三話 ミーヤ
少女が3人の盗賊に襲われているのを見て直人は、
「この、ロリコン3人組ー!いくらなんでもロリコンすぎんだろ!」
建物の影に隠れて煽った。もちろん気づかれている。
「おい、お前!俺はロリコンじゃねぇ!」
3人のうちの一人がそう言うと、残りの二人も続いて言った。
「そうだ!僕はもっと巨乳でセクシーなお姉さんが好きなんだ!」
「オイラは、胸はそこそこでいいから、お尻とかの全体的にいい体の女がタイプだ!」
そして、盗賊3人と直人は口を揃えて言った。
「「「「貧乳はないよなぁー」」」」
それに対して、貧乳でロリ顔の美少女は言い返えす。
「私を幼女扱いするなぁ!私だってこれからなんですよ!」
怒った少女に、3人の盗賊は大笑いした。
「「「がっはっはっはっはぁー!」」」
直人はその隙に、少女の手を取り静かに『逃げるぞ』と言ってバレないように走り出す。
すると、
「そうはいかねぇよ、にいちゃん!」
盗賊のうちの1人にバレて、直人と少女は足を止める。
「い、いやぁー。

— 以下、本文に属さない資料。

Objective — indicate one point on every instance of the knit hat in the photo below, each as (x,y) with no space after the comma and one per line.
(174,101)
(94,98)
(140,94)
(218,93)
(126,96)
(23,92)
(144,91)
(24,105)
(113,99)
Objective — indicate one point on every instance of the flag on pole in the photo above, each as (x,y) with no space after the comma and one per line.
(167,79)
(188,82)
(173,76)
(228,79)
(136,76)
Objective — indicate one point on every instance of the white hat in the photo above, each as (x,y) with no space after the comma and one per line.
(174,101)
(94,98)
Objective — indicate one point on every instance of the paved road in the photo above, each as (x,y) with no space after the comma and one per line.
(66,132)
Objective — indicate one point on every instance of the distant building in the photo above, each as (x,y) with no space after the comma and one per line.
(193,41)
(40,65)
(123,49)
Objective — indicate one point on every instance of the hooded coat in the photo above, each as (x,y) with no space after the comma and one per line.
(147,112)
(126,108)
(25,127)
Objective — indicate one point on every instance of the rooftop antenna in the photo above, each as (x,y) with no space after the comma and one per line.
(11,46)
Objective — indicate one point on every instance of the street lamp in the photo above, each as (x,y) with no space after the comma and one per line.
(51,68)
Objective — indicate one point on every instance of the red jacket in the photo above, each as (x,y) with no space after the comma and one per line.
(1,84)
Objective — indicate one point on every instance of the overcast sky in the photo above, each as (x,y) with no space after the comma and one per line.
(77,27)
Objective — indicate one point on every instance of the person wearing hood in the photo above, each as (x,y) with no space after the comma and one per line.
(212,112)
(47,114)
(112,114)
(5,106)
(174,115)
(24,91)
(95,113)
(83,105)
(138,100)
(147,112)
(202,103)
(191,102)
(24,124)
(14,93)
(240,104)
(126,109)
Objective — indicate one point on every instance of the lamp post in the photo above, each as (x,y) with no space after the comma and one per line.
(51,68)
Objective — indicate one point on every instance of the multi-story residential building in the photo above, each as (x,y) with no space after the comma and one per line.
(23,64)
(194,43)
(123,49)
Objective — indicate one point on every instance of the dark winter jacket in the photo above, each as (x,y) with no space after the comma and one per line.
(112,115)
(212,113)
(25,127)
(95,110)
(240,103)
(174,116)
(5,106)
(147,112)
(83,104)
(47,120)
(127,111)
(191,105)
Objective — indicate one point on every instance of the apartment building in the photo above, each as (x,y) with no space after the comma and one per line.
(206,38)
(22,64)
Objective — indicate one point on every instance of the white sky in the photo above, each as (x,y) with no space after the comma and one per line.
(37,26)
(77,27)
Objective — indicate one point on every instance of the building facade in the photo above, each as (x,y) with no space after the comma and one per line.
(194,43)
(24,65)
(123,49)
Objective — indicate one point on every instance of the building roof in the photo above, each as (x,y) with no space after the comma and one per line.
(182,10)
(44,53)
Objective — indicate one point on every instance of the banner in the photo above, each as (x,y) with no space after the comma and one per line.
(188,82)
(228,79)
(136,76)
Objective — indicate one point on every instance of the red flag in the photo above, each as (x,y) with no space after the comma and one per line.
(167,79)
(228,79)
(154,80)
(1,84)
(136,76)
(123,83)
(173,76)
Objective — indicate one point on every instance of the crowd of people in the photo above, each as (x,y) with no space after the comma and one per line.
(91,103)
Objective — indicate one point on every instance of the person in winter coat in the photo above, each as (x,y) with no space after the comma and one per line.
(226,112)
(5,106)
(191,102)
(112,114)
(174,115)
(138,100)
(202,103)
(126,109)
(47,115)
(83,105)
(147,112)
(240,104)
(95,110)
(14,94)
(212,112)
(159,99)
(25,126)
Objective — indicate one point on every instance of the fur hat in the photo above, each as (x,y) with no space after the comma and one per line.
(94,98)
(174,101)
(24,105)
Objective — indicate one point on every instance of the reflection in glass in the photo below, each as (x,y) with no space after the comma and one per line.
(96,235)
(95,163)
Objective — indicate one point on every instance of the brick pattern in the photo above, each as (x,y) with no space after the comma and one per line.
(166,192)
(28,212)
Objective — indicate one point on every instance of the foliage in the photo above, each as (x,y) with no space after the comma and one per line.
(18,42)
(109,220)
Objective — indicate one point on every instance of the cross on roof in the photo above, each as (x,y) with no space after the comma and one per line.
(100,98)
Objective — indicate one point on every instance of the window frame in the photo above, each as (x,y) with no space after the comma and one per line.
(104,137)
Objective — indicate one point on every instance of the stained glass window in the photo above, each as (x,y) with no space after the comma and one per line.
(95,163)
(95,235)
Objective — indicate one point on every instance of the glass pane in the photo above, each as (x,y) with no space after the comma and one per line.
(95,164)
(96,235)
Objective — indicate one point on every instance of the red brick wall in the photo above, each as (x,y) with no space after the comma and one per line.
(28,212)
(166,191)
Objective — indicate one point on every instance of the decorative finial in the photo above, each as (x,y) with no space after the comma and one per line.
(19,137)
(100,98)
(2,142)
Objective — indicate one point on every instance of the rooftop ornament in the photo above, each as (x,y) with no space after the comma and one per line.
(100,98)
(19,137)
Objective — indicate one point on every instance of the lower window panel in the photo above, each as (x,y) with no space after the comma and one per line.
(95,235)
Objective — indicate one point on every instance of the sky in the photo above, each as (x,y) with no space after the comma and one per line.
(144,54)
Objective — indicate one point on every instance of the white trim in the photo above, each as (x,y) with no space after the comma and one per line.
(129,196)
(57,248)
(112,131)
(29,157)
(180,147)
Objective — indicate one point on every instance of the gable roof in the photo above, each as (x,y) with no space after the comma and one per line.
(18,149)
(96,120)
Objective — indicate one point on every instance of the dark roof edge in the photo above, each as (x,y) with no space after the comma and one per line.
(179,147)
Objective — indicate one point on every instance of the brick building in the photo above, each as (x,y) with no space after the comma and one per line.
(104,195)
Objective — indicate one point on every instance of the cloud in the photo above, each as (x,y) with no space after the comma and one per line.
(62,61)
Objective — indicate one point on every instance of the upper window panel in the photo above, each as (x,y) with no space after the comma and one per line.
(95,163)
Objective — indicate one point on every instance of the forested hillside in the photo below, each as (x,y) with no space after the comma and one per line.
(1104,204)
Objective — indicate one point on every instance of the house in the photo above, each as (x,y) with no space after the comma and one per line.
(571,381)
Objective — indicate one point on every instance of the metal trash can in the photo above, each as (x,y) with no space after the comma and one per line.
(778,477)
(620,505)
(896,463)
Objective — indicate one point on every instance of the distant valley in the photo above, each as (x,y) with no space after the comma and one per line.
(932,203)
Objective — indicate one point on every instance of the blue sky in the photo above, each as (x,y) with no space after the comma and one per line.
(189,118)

俺、実はロリコンだから……」
その言葉に少女は俯いて顔を赤くする。
「——逃すわけねぇだろ?」
残りの二人も続いてきた。
「そうだ!そうだ」
「んだ、んだ!」
そして、3人は横一列に並んで何かを始める。
「俺の名は、チク!」
「僕の名は、ビガ!」
「オイラは、スキ!」
自己紹介を始めたと思いきや、次は口を揃え始め、
「「「三人合わせて……チクビガスキ(乳首が好き)!!」」」
下ネタをさけび出した。
「お前ら名前繋げたらカッコよくなるなぁー。って事で、バイバーイ!」
そう言って逃げようとしたその時、
「——なんだ⁉︎」
直人と少女の足元に魔法陣が現れ、二人は動けなくなる。少女はまだ俯いたまま顔が赤い。
「う、動けない!おい、ロリ!顔赤くしてないでなんとか言え!」
「あ、赤くなんてないですよ!この、ロリコン!」
焦る二人を見ながら、盗賊3人が近寄ってくる。
「今の言葉はな、俺ら3人の力で構築した束縛魔法だ!どうだ、すごいだろ!」
自慢げな表情を浮かべる盗賊3人に向かって、直人は言った。
「この下ネタ魔法使いめ!あんな事よく言えるな!この変態盗賊!」
この煽りに痺れを切らした盗賊達は腰に付いているナイフを引き抜いた。
「なんだと⁉︎やっちまえー!」
「うぉぉぉぉぉ!!」
盗賊が殺意剥き出しでナイフで切りつけようとした時、
「——待て!」
直人のその一言で、盗賊は動きを止める
「俺に本気を出させるとどうなるかわかってんのか?」
「ど、どうなるんだ一体⁉︎」
「……助けを、呼ぶ」
男としてヘタレで、助けに入った者として最低の発言に、盗賊達はドン引きする。
「こいつ、相当のカスだ!こんな奴殺せねぇよ!」
そして、直人は大きく息を吸い込み思いっきり腹から声を出した。
「助けてぇぇぇぇぇぇ!!!!!!!誰かぁぁぁぁぁぁぁ!!!!!!」
「こ、こいつ、本当にやりやがった!このヘタレ!」
直人の爆音とも言える声はすぐに街中に響き渡り、街中が騒ついた。
「お前ら、ここは撒くぞ!兵隊が来ちまう!」
盗賊達は捨て台詞を吐いて、どこかへと逃げていった。
束縛魔法に縛れること数分、直人たちの元へ兵隊が駆けつけた。
「大丈夫ですか⁉︎今、魔法を解きますね」
直人はほっとした表情を浮かべていたが、少女はまだ俯いて顔を赤くしている。
「よし、解けた!やっと自由だ!」
「……」
「おい、ロリ!いつまでそうやってモジモジしてるんだよ!いい加減にしろ」
直人がそう言うと、少女はモジモジしながら顔を赤らめ、涙目になりながらも上目遣いで口を開く
「だ、だって!さっきロリコンって言ってた!……だから、その、私のこと、す……なのかなっ、て……」
少女は直人が山賊から逃げるときの口実であった、『い、いやぁー。俺、実はロリコンだから……』を真に受けて、見た目がロリの自分を好きなのだと勘違いしているのだ。こういうのの察しが悪い直人は、
「あー!もう!お前名前は?」
「み、ミーヤです」
「ミーヤ!俺に金払え!助けた代だ」
直人のクズ発言を聞いたミーヤは一瞬でデレをやめ、それを怒りへと変換する。